I've got a Motorguide 55lb saltwater digital trolling motor that I purchased brand new in July 2009. It has been used very little (I travel a lot with work). The circuit board fried, under warranty, last summer after it was used twice. It was fixed by Fox's trolling motors, no questions asked. This summer on my third trip out it fried again. Vernon, at Fox's trolling motors, knew what it was when I walked in. I was told that if it was run over 3/4 thrust it would burn boards up, religiously. 
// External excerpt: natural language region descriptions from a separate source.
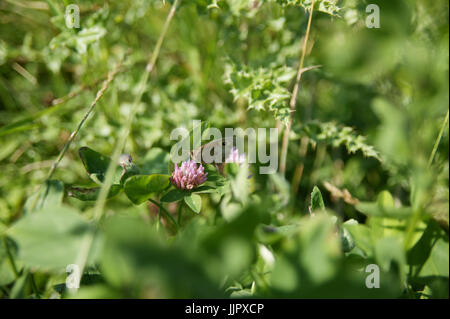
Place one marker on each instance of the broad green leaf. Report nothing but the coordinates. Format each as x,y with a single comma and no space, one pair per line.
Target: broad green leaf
320,248
51,238
140,188
91,194
336,135
240,184
194,202
437,263
362,236
156,161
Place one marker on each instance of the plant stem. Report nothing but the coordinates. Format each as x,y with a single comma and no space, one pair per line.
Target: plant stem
438,140
72,136
10,257
293,100
180,211
104,190
166,213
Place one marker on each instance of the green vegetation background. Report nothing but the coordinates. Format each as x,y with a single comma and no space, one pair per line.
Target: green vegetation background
232,66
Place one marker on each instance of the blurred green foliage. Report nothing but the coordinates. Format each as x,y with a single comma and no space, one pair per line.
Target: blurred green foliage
366,122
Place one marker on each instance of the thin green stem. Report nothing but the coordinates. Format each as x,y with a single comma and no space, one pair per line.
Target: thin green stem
166,213
10,257
180,212
72,136
293,100
438,140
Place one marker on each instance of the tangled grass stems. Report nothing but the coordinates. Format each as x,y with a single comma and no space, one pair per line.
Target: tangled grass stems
438,140
88,240
100,93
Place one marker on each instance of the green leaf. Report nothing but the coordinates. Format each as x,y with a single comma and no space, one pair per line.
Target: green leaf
336,135
96,164
240,184
317,200
326,6
91,194
140,188
50,238
262,88
194,202
437,263
156,161
173,195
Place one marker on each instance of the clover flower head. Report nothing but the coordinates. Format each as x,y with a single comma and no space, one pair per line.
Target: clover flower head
235,157
188,175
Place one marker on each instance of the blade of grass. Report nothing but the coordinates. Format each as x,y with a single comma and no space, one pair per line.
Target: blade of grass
438,140
293,100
I didn't know if anyone else has run into this problem or may have a solution. This is the first time I've had a problem with a motorguide that was this serious. Considering I don't use it much and it's only pushing a 16 foot aluminum boat I was surprised it couldn't handle what I dished out.


Thanks
Matt


----------



## circlehook69 (Apr 23, 2010)

*I've had somewhat the same problem with mine since I bought it. The only time I do run it on high is if I come up on someone fishing as I'm fishing down the shoreline, I'll kick it up on high just to hurry out and around the fisherman as not to disturb him. But 95% of the time it will just kick off. It's a shame when you pay $400 for something that will not work 100% for you at least for one year after you purchase it!! Guess they just don't make things like they used to.*


----------



## HazMatt (Jun 18, 2009)

After talking with motorguide and the repairshop it looks like I may get a replacement. I'm still waiting on the final word. The motor fried another board when they replaced it and it's shutting off within the manufacturer's tollerances on amp draw. 

Motorguide has been fairly easy to deal with but I'd avoid the varimax line of trolling motors until they get this resolved.


----------